My particular interest in cinema is this: the 1970s. The grittiness of these films-- particularly those that were shot in New York City--never leaves my consciousness, in part because I grew up in Manhattan during that time and all of my references—spiritual, psychological, cultural, musical, linguistic—rise up out from the dirt and garbage and street sense that I learned or "got" from those days. My poems, my voice, has an edge that has its root in the funk and bristle of being 7 in 1972 on the Upper West Side of Manhattan. So, when I see films like Serpico, Three Days of the Condor, The French Connection, The Taking of Pelham 1-2-3, Dog Day Afternoon, Saturday Night Fever, I think: that's my language. The dirt in those films is the dirt in my poems. It's all very tender and very raw at the same time. The look, the music, the absence of make-up, Pacino's sweat, Lumet's long shots of lower Manhattan, the garbage on the streets, the ethnicity, Hackman standing outside of storefront as Popeye, for what feels like three minutes of visual quiet, just him on a stake-out, smoking a cigarette—all of this is my music, what helped me to make my voice. So, when I write, in "PhD in Pelican,"
Even still, they're out there—dead broke—
pedaling like mad
on their souped up bikes
with the crazy pink banana seats,
going down the hill, up the ramp,
through a burning ring of fire
like it was the first goddamn day of spring.

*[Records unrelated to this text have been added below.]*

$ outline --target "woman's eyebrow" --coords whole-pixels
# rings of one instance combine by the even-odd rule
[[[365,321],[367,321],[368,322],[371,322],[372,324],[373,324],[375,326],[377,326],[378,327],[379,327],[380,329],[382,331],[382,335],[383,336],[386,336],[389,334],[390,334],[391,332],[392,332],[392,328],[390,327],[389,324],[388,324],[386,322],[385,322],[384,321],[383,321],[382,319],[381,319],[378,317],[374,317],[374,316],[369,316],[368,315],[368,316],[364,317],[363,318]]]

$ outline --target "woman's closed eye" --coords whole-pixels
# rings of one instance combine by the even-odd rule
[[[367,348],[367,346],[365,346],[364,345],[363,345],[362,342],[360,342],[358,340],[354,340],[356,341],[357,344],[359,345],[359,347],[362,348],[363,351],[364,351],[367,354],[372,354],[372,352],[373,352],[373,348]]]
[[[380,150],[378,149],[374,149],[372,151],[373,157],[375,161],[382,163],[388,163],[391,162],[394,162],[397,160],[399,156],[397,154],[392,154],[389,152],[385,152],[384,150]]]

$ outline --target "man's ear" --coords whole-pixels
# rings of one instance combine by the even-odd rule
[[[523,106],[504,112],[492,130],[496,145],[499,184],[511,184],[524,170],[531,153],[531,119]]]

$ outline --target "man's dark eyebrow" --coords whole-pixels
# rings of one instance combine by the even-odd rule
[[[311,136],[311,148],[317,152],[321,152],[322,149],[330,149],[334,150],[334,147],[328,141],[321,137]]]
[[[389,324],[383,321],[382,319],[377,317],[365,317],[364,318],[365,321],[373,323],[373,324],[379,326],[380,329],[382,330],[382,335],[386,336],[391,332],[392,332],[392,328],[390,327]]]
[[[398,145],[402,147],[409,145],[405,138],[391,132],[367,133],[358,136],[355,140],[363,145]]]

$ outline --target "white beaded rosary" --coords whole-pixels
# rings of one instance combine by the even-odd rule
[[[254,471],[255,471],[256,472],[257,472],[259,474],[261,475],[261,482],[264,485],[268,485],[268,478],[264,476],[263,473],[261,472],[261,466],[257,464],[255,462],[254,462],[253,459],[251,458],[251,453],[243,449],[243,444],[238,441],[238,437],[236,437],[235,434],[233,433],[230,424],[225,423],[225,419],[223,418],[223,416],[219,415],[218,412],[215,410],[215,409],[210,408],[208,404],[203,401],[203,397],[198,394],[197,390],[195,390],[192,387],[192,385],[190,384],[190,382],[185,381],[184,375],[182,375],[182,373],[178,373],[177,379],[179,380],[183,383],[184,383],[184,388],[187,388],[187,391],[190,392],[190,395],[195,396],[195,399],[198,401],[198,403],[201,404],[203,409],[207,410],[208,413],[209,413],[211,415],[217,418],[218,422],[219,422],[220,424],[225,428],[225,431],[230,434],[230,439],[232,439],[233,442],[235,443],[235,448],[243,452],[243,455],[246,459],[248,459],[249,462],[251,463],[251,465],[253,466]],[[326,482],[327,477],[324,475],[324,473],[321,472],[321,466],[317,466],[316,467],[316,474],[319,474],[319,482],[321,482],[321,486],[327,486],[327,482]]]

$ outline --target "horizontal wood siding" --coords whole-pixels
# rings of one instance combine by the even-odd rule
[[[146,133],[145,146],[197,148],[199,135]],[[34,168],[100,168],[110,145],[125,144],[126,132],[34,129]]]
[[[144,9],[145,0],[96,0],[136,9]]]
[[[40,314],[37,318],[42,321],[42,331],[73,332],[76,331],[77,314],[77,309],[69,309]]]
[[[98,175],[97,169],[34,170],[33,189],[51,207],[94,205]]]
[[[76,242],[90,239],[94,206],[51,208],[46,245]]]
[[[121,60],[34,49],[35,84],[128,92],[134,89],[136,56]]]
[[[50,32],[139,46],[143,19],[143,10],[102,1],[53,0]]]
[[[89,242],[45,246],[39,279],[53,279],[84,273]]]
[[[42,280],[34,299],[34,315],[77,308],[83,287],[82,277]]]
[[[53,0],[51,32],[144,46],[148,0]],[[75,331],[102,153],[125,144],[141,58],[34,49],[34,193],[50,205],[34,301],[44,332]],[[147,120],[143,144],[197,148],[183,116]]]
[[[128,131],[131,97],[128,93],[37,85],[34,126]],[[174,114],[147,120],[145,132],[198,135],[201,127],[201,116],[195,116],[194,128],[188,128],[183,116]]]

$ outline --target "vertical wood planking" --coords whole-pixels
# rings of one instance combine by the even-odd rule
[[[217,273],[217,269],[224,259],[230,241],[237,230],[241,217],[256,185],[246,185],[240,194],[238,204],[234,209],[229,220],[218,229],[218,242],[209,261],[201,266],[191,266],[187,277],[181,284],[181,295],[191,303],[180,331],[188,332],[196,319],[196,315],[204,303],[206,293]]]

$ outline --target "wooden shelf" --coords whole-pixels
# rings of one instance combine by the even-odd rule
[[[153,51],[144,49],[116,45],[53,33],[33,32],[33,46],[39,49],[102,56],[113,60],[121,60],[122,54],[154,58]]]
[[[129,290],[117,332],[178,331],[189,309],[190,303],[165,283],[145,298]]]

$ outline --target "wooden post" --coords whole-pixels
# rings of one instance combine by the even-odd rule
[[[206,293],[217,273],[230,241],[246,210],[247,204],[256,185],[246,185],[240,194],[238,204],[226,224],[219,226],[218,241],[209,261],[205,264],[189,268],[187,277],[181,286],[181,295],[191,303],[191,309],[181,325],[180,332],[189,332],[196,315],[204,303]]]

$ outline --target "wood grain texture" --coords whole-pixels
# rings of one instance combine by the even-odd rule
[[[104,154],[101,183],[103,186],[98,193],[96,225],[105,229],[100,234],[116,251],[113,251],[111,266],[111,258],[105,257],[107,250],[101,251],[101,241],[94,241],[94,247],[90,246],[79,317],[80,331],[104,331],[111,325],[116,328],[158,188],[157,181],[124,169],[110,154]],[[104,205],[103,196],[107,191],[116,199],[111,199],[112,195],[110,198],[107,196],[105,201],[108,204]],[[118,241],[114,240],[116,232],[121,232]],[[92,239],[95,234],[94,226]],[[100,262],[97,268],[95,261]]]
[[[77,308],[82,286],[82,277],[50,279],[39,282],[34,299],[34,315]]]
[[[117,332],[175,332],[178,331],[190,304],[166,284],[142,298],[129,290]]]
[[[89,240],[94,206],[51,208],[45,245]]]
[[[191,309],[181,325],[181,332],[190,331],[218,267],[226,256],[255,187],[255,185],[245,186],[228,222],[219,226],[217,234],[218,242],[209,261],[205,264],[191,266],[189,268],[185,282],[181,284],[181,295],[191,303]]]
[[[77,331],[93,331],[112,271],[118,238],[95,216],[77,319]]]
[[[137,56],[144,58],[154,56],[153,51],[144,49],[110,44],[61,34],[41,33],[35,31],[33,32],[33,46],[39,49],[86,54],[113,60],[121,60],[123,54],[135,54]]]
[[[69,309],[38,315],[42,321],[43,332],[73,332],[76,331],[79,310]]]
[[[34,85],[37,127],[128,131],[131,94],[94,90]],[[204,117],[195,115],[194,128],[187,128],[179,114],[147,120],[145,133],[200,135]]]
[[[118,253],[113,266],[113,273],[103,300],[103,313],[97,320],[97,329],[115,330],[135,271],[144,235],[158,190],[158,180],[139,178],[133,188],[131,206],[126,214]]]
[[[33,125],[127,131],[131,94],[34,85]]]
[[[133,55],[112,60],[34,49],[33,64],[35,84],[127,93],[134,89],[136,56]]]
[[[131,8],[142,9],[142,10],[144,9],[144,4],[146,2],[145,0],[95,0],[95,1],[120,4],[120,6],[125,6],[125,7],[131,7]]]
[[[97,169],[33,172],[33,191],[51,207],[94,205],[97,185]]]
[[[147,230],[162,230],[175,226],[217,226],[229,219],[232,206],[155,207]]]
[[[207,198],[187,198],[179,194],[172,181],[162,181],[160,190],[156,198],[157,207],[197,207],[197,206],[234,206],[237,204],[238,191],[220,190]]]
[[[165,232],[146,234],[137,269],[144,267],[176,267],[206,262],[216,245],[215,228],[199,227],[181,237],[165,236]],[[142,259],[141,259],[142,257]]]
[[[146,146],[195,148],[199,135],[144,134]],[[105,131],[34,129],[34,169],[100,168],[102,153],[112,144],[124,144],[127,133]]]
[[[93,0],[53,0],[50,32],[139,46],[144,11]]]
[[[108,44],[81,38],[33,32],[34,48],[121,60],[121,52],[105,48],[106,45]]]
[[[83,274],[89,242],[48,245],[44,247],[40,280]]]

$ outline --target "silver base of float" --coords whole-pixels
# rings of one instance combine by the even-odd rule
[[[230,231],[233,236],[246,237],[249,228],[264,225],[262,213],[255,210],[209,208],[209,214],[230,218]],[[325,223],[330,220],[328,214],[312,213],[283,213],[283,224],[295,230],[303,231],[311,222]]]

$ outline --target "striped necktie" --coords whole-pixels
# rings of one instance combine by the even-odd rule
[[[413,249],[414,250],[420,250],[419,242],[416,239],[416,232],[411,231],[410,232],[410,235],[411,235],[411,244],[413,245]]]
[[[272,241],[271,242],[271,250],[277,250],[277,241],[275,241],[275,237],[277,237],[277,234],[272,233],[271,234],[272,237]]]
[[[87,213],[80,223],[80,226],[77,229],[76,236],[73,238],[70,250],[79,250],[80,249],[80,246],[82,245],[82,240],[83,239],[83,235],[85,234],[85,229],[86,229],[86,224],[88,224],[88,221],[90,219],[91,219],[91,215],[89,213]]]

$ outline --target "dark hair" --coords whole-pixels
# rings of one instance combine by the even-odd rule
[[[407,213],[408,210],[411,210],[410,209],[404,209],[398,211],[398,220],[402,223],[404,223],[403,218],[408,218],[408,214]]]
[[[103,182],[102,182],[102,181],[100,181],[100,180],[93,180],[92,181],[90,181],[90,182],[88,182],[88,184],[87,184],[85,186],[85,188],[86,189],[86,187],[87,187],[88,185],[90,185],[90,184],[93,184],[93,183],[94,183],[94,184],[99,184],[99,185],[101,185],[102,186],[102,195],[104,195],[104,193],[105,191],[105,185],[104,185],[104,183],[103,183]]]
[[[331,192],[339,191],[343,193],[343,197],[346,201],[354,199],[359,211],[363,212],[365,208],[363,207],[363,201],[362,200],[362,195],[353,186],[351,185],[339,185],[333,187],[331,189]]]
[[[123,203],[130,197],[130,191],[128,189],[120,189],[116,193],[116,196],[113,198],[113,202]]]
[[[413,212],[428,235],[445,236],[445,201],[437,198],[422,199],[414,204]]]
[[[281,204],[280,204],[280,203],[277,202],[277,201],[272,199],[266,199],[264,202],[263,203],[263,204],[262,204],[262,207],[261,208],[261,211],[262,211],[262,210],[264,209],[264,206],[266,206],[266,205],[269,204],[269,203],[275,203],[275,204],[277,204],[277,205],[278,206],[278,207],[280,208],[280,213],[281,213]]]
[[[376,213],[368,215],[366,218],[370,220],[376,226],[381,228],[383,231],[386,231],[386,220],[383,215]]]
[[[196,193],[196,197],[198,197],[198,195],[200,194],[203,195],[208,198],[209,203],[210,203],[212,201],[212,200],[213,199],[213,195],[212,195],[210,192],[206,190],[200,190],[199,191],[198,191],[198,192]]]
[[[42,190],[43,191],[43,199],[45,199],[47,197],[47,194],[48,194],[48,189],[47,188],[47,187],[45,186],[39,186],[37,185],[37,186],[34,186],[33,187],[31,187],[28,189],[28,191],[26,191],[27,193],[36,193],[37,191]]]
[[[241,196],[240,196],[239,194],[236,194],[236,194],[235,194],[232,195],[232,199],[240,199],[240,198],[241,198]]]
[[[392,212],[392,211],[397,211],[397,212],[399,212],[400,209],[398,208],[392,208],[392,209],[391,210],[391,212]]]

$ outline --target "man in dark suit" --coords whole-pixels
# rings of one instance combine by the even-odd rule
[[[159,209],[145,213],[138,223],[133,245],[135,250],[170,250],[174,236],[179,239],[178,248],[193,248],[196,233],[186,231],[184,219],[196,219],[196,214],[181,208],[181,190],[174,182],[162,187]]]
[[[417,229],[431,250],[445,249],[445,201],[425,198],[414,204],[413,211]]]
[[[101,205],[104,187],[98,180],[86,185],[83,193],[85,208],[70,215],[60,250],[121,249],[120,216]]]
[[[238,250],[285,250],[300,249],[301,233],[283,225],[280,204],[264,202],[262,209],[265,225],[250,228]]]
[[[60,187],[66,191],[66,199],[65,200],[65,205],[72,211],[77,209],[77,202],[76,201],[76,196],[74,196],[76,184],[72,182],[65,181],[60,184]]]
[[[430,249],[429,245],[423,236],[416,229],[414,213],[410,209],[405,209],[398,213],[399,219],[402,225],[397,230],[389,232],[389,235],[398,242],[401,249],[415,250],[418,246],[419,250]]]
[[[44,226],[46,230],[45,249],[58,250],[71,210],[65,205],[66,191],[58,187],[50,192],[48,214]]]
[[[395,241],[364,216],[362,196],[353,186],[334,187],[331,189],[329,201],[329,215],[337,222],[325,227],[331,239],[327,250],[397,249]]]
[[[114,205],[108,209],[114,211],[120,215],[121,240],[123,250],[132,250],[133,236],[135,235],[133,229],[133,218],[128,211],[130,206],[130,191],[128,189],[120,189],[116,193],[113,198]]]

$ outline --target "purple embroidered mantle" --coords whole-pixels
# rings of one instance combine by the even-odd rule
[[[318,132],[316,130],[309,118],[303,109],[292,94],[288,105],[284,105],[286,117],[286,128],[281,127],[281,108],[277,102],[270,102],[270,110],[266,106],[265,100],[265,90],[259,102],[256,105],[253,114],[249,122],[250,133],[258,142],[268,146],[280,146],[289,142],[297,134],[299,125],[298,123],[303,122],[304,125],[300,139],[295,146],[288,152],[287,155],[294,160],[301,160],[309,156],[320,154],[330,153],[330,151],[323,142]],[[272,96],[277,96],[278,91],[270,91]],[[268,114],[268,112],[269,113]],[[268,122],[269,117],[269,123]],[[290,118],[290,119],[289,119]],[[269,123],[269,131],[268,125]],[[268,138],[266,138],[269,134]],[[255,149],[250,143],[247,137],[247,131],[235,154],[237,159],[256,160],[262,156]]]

….the whole passage is right out of my experience living on 94th street—the bike with the banana seat, the attitude of the last line—even though none of it has any direct connection to the subject of the poem—the economic hardships of a 21st century America. The "stuff" of the poem has been informed by those films, by my upbringing. It's in my DNA. It's that 1970's, New York City modality, tone, vibe, funk, groove, attitude. All the cinema that came from that time is in me when I write. Sometimes I feel like that is all I ever try and do in a poem—be cinematic in that regard: splice a Martin Balsam performance with a little Faye Dunaway, a dash of Walter Matthau, a ton of Pacino, some Elton John, the Brooklyn Bridge, silence, then a siren getting louder, then softer until the sound disappears into the ether like exhaust coming out of a lavender Buick Riviera barreling into Queens over the 59th Street Bridge as the camera pans out.